Liberté vs sécurité dans le métavers : le rôle des marques
Article initialement publié sur CBNews.
Le « métavers » figure parmi les mots que vous aurez entendus le plus souvent depuis le début de l’année. Ces espaces virtuels promettent de nous faire vivre des expériences augmentées : sociales, ludiques, culturelles… or, dès lors que des groupes de personnes se retrouvent dans un espace partagé et interactif, le risque de débordement se fait vite sentir. Quelle voie pouvons-nous suivre pour garantir le bien-être de tous « les avatars » (et surtout de leurs utilisateurs humains bien entendu) ?
Les premiers mouvements Me-Too y ont d’ores et déjà éclaté. Alors que certains parlent d’agressions sexuelles virtuelles, d’autres se plaignent d’avoir des avatars qui les suivent de façon insistante, de « trop près ».
Des initiatives de « lois » ont rapidement vu le jour. Dans le Meta, il faut désormais respecter une certaine distance sociale. « Les utilisateurs peuvent toujours se faire des high 5 », expliquent les représentants, « mais ils ne peuvent pas désactiver la bulle de distanciation en allant dans leurs paramètres personnels ». La plateforme se comporte donc en parent : « Non, tu ne te connecteras point sans mettre ta bulle de protection ! ». L’argument clé : ils souhaitent créer une norme comportementale. L’idée est donc « d’imposer le respect » jusqu’à ce que la communauté virtuelle adopte les codes de bonne conduite et comprenne que « leur liberté s’arrête là où commence celle des autres ».
Cependant, le monde entier vient de regarder un Elon Musk s’offrir Twitter en cash pour « faire de la plateforme », dit-il, « une arène de libre expression ». Toutes les voix devraient pouvoir s’y confronter selon lui, or une étude de l’Indiana University Observatory on Social Media démontre que les opinions « conservatrices » sont déjà sur-représentées sur Twitter, celles-ci mêmes qu’Elon Musk souhaiterait libérer.
Mais qu’est-ce que la liberté dans un univers virtuel et à qui revient le rôle de sa protection ?
- Aux plateformes ? Pouvons-nous laisser cette responsabilité à ces sociétés à but lucratif souvent rémunérées par la publicité ?
- A l’Etat ? Peut-être. La France (et l’Europe de manière générale) aurait des lois plus sécurisantes pour ses internautes que les Etats-Unis, par exemple.

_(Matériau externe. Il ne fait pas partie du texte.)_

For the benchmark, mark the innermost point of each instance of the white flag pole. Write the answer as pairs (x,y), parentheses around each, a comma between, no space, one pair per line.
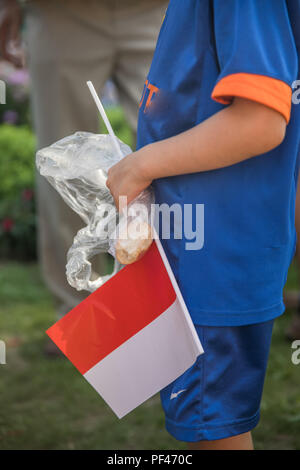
(105,118)
(114,139)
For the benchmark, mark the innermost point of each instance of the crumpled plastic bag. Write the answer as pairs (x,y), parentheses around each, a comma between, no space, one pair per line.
(77,166)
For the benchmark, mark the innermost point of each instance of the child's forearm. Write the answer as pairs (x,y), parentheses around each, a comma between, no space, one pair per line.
(240,131)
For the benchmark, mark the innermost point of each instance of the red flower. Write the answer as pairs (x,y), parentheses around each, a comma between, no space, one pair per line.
(27,194)
(7,224)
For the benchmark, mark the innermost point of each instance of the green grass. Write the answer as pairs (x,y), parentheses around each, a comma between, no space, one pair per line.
(46,404)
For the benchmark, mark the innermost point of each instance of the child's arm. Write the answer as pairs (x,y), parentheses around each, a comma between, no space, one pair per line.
(241,131)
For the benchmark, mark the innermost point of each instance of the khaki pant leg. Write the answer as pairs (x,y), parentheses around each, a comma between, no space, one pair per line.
(136,32)
(68,43)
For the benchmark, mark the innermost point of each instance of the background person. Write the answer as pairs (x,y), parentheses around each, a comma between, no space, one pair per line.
(67,43)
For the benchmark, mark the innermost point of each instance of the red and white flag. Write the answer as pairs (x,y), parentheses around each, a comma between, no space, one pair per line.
(133,336)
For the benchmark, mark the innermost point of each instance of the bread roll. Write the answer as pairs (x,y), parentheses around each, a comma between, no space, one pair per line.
(133,242)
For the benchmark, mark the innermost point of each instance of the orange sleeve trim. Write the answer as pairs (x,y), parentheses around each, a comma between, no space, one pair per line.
(265,90)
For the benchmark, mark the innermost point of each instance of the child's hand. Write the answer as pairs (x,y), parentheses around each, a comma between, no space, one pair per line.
(126,178)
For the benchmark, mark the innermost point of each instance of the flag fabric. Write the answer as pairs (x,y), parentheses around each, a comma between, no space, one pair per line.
(132,336)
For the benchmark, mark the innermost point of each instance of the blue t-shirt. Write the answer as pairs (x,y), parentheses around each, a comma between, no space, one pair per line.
(209,51)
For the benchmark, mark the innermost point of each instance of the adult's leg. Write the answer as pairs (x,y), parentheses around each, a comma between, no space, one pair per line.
(67,44)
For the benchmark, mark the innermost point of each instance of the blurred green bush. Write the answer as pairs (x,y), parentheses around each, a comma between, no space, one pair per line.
(17,205)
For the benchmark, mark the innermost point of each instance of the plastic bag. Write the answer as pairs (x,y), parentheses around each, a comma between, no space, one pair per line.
(77,166)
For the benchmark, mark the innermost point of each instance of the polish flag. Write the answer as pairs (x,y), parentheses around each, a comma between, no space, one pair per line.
(133,336)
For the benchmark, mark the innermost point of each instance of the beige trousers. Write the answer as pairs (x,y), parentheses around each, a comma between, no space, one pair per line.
(69,42)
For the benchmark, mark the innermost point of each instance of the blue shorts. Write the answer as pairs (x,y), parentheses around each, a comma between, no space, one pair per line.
(220,395)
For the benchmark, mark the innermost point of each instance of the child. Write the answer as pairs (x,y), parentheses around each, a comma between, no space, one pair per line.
(216,127)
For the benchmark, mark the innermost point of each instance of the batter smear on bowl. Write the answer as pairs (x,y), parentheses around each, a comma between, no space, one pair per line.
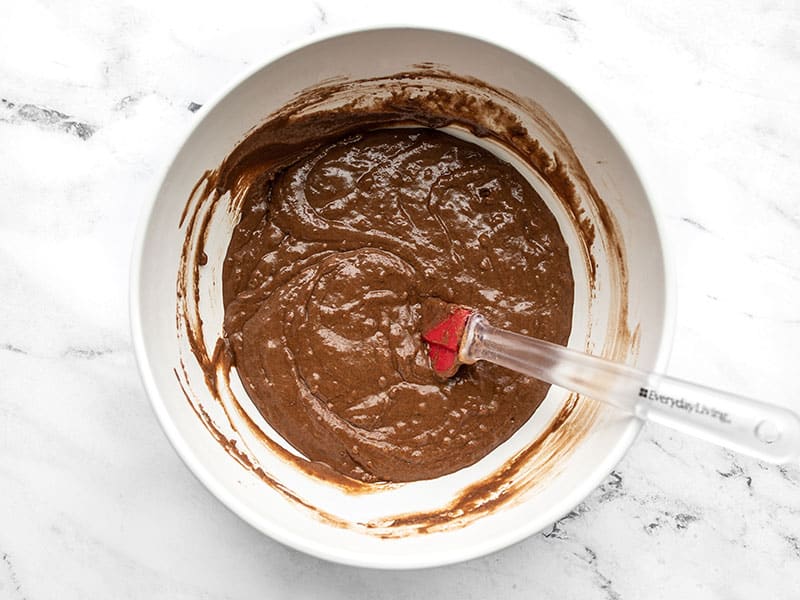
(340,259)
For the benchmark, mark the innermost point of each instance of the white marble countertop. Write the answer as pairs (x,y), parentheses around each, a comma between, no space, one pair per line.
(94,503)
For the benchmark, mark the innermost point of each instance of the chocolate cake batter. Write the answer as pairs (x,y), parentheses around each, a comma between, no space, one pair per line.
(338,255)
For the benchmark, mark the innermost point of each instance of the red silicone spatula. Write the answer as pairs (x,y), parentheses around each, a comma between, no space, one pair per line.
(766,431)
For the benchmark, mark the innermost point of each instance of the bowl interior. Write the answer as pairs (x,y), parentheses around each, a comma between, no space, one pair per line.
(329,521)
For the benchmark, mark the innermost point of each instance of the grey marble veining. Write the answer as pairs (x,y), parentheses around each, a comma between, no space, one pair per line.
(94,503)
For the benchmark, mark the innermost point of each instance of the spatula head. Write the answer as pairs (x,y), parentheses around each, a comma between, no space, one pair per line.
(444,339)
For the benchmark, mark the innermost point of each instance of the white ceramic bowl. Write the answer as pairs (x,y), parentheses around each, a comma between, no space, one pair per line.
(359,529)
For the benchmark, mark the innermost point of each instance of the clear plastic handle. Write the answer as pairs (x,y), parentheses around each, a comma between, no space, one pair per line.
(762,430)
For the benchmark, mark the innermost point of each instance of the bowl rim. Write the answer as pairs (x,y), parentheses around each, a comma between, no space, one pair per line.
(306,544)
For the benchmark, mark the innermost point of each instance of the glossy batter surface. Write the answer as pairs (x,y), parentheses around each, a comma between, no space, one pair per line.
(328,277)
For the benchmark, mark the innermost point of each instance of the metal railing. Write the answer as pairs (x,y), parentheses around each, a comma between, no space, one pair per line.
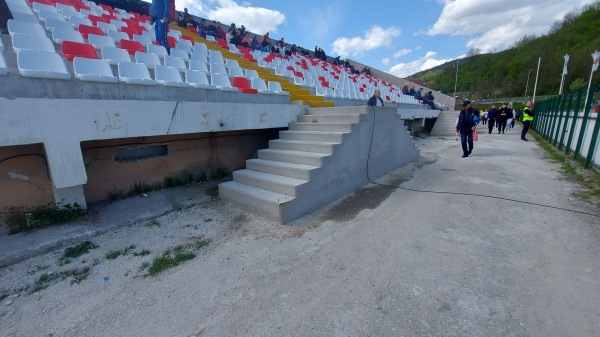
(570,122)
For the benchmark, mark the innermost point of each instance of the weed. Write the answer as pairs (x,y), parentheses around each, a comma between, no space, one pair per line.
(20,219)
(143,252)
(169,259)
(76,251)
(152,223)
(113,254)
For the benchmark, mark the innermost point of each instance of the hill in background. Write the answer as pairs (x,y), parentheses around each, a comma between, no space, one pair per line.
(504,74)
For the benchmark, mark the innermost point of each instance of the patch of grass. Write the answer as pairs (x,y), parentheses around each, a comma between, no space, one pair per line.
(152,223)
(587,178)
(45,280)
(76,251)
(113,254)
(143,252)
(169,259)
(20,219)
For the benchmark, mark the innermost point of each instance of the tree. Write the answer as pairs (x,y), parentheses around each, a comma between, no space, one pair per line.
(577,83)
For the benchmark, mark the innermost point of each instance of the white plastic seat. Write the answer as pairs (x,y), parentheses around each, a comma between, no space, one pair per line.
(260,85)
(199,54)
(221,81)
(44,14)
(144,40)
(134,73)
(99,41)
(42,65)
(3,66)
(251,73)
(198,79)
(117,36)
(218,68)
(160,51)
(60,34)
(150,60)
(115,55)
(37,6)
(106,27)
(53,23)
(169,77)
(276,88)
(236,71)
(198,65)
(32,42)
(180,53)
(93,70)
(118,24)
(175,62)
(75,21)
(19,27)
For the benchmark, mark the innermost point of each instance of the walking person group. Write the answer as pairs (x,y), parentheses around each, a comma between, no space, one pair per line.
(466,123)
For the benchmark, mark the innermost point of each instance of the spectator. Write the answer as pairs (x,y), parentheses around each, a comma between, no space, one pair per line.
(159,14)
(376,100)
(419,94)
(405,89)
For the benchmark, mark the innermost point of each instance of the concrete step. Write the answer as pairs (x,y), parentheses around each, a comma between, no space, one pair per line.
(253,198)
(318,136)
(302,145)
(330,118)
(296,157)
(291,170)
(336,127)
(269,182)
(336,111)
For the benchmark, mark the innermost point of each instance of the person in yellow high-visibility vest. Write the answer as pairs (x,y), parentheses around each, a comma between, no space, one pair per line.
(528,114)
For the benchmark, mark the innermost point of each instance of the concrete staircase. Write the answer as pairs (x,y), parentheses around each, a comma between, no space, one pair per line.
(323,156)
(445,125)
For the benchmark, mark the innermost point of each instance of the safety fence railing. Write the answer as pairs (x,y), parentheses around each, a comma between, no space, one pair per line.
(570,122)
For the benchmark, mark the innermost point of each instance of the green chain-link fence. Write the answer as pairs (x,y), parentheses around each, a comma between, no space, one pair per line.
(569,123)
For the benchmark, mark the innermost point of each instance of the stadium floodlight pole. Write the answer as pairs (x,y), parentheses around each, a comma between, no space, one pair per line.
(526,86)
(536,77)
(455,82)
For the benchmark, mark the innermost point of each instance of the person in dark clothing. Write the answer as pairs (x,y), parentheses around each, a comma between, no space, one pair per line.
(528,114)
(466,126)
(501,118)
(376,100)
(492,114)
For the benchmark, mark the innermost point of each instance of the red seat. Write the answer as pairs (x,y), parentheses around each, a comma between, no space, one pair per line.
(131,46)
(243,85)
(172,41)
(86,30)
(72,49)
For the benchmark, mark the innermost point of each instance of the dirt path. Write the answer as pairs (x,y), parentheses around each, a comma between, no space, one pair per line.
(380,262)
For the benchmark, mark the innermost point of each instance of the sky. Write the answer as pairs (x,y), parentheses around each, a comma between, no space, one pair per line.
(399,37)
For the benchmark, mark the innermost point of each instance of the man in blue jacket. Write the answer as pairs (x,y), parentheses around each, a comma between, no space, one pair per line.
(161,17)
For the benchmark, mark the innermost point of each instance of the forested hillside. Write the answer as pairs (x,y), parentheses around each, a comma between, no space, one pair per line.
(504,74)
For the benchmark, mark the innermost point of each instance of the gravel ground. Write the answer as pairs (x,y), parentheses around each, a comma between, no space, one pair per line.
(378,262)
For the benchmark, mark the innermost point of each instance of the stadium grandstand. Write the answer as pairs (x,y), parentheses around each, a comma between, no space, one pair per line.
(92,108)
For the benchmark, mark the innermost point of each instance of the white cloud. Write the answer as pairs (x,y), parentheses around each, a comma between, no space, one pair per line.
(498,24)
(374,38)
(402,52)
(258,20)
(428,61)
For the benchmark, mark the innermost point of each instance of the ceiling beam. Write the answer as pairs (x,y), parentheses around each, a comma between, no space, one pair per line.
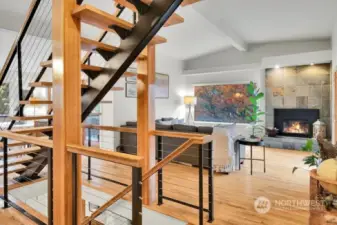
(223,30)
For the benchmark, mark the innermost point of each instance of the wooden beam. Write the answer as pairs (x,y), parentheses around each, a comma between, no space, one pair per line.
(110,128)
(27,139)
(66,31)
(116,157)
(146,120)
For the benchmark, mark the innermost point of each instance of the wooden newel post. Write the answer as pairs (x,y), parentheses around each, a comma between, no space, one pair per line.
(146,120)
(67,112)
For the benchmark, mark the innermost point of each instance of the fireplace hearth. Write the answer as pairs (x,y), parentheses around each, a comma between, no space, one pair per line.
(295,122)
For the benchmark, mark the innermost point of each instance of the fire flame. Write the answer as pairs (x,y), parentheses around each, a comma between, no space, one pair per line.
(296,127)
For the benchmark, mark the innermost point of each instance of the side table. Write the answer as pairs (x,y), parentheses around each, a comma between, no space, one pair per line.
(252,143)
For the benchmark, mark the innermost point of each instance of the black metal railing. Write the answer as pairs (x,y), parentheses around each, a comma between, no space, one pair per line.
(12,200)
(32,46)
(201,157)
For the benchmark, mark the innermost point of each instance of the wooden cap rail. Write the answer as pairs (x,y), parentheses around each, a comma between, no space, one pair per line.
(173,20)
(109,128)
(27,139)
(31,130)
(116,157)
(181,149)
(196,137)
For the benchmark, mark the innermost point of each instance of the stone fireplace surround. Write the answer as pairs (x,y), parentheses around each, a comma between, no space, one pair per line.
(297,87)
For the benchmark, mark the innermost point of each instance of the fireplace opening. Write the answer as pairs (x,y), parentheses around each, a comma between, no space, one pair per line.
(295,122)
(296,127)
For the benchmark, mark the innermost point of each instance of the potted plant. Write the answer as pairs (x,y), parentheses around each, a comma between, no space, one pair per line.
(253,111)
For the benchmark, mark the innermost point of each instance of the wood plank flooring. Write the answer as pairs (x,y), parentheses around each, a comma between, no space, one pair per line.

- Aux membres des communautés elles-mêmes ? L’auto-régulation collective peut se développer au fil du temps, mais peut-on vraiment sacrifier le bien-être des utilisateurs actuels en attendant…
L’Histoire démontre que le design d’expérience peut accélérer la création d’un cadre vertueux. Quelques Ted Talks comme celui de Joe Gebbia (« How Airbnb designs for Trust ») ou celle de Jane Mc Gonigal sur les bienfaits possibles du gaming nous rappellent à ce jour que les communautés sont des systèmes et peuvent être pensées pour faire ressortir le meilleur de chacun.
Pour continuer à bénéficier des expériences facilitées par et pour les membres d’Airbnb, il faut faire preuve de savoir-être et recevoir des évaluations positives par ses pairs. Le “purpose” est si engageant en tant que tel qu’il engendre une responsabilisation au sein de la communauté. Les disrupteurs sont naturellement exclus. Il semble légitime à tout utilisateur de la plateforme qu’il faille mériter les liens relationnels qui s’offrent aux “insiders” en faisant preuve de politesse et de bienveillance.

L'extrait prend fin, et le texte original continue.